Secret life of shy skates investigated in world-first study
University of Tasmania, Australia
26. August 2013
The first major study into the elusive Maugean skate is being undertaken by the University of Tasmania’s Institute for Marine and Antarctic Studies (IMAS)
The Maugean skate is known from only two localities, Macquarie Harbour and Bathurst Harbour in western Tasmania and because of this limited range the species is listed as endangered.
The research will focus on Macquarie Harbour and will use acoustic tracking technology to examine skate movement patterns and habitat utilisation. In addition, non-destructive techniques will be used to examine its reproductive biology and feeding behaviour.
Up to 40 skates will tagged with acoustic tags that will enable them to be tracked over a 12 month period.
Additional individuals will be tagged with microchips, similar to those used for cats and dogs, and based on recapture rates it is hoped that population size can be estimated.
Project leader, Dr Jeremy Lyle, said the Maugean skate was first recorded scientifically in 1988 and is believed to be unique among skates in that it is only found in brackish water.
“Very little is known about its biology, habitat utilisation, population size and ecological requirements.”
In the formal listing of the species as endangered, the main potential threats to the Maugean skate in Macquarie Harbour were identified as the incidental capture by recreational and commercial fishing activities (in particular in gillnets), the introduction of non-native marine species and an increase in tourism pressure.
Professor Colin Buxton, Director of Fisheries, Aquaculture and Coasts at IMAS and project co-investigator, said that the project has been developed collaboratively with the salmon industry to identify and act to minimise any impacts that may be linked to this unique species.
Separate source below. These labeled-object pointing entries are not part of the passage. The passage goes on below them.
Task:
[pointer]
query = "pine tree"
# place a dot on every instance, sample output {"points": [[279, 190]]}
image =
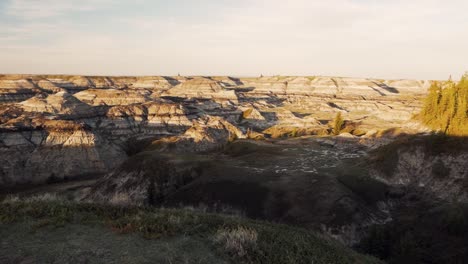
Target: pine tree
{"points": [[446, 107], [338, 123]]}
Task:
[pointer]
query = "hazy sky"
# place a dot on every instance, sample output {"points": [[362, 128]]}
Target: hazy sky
{"points": [[426, 39]]}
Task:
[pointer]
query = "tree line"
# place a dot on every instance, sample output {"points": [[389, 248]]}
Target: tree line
{"points": [[446, 107]]}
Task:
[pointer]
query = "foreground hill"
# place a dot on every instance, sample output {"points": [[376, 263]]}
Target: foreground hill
{"points": [[39, 230]]}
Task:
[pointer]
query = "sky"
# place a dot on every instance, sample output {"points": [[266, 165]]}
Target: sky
{"points": [[416, 39]]}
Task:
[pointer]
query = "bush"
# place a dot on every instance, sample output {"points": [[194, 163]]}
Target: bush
{"points": [[238, 241]]}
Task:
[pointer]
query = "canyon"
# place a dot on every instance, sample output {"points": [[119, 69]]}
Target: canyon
{"points": [[66, 127], [264, 147]]}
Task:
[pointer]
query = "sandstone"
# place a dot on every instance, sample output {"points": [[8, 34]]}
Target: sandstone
{"points": [[97, 117]]}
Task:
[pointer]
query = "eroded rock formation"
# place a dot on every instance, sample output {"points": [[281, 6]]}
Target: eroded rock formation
{"points": [[56, 127]]}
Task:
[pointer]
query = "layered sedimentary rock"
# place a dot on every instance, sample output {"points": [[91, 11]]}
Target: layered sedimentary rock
{"points": [[68, 126]]}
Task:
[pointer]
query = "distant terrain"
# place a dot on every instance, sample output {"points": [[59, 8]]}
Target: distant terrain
{"points": [[354, 162]]}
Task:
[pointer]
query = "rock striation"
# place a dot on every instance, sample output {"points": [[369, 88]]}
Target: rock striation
{"points": [[63, 127]]}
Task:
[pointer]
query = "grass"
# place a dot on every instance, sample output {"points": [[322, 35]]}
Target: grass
{"points": [[435, 144], [241, 240]]}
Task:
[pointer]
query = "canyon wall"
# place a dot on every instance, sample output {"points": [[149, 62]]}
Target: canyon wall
{"points": [[64, 127]]}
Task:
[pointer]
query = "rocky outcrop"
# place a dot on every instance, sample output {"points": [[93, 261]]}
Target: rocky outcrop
{"points": [[202, 88], [434, 164]]}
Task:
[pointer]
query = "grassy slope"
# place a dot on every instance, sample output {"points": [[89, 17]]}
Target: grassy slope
{"points": [[229, 238]]}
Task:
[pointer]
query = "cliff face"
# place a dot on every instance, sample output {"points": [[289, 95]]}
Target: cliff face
{"points": [[435, 164], [56, 127]]}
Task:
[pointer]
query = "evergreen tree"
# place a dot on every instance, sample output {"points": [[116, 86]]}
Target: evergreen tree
{"points": [[446, 107]]}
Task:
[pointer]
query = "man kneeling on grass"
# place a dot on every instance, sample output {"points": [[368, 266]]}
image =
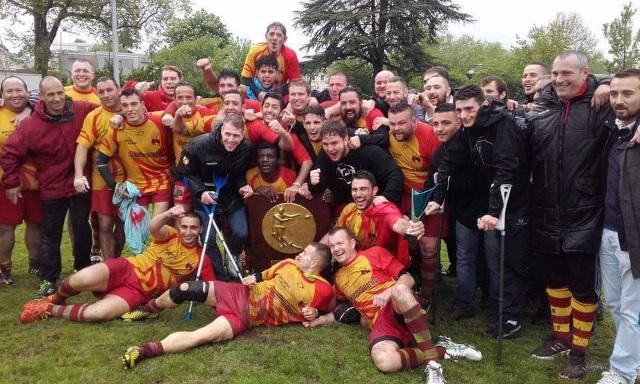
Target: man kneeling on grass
{"points": [[288, 292], [379, 288], [127, 283]]}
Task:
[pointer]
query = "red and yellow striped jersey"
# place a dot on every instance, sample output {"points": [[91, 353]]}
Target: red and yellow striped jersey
{"points": [[144, 152], [94, 128], [371, 272], [284, 291], [28, 178]]}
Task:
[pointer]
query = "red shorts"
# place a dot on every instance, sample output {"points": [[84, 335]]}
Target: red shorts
{"points": [[232, 302], [390, 326], [28, 208], [181, 193], [431, 222], [124, 283], [101, 202], [159, 196]]}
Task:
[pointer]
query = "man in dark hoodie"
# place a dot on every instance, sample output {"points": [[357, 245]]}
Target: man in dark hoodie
{"points": [[223, 155], [567, 140], [47, 138], [490, 151]]}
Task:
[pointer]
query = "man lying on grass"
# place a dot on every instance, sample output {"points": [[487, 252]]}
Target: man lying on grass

“This study will also help better understand the level of risk posed by human activities on the Maugean skate population,” Prof Buxton said.
“Knowledge of how the species utilises the harbour, for instance depth preferences and seasonal distribution patterns, will help develop strategies to minimise interactions between fishing gear and the skates.”
“The study will also contribute significantly to our understanding of the nature of interactions with existing and proposed marine farming operations” Prof Buxton said.
The project is supported by approximately $264,000 funding from the Australian Government through the Fisheries Research and Development Corporation.